Atlantic Nickel, which now owns and operates Santa Rita, recommenced blasting activities at the project in July 2019.
Since then, the company said it had achieved several operational milestones on or ahead of schedule.
Among other things, refurbishment of the plant is complete, and the ramp-up of commissioning activities has resulted in early production of nickel concentrate. It has produced more than 11,000 dry metric tonnes to date and is set to deliver its first shipment this month.
Atlantic Nickel has also entered into a three-year offtake contract for a portion of Santa Rita's production and a US$41 million financing arrangement with Trafigura.
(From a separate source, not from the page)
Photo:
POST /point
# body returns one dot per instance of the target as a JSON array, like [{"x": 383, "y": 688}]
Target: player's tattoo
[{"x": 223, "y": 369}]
This deal provides the remaining funding required for the restart of the project.
Atlantic Nickel said the "capital-efficient" restart is based on a revised operating strategy by its leading management team and private equity fund Appian Capital Advisory.
Atlantic is a wholly owned subsidiary of Appian, which acquired Santa Rita in 2018 via the liquidation of Australia's Mirabela Nickel.
CEO of Atlantic Nickel and Appian Brazil Paulo Castellari said: "Following our updated mineral resource estimate, Santa Rita is an asset with significant upside, with the potential for further expansion both underground and through an open-pit satellite resource.
"Today's announcement further de-risks the project and I remain confident in Santa Rita's prospects as a low-cost, long-life mine that is well positioned to benefit from the growth in electric vehicles to generate strong investor returns."
Atlantic Nickel has identified a more than 25-year mine life for Santa Rita based on the existing open-pit ore reserves and the underground potential.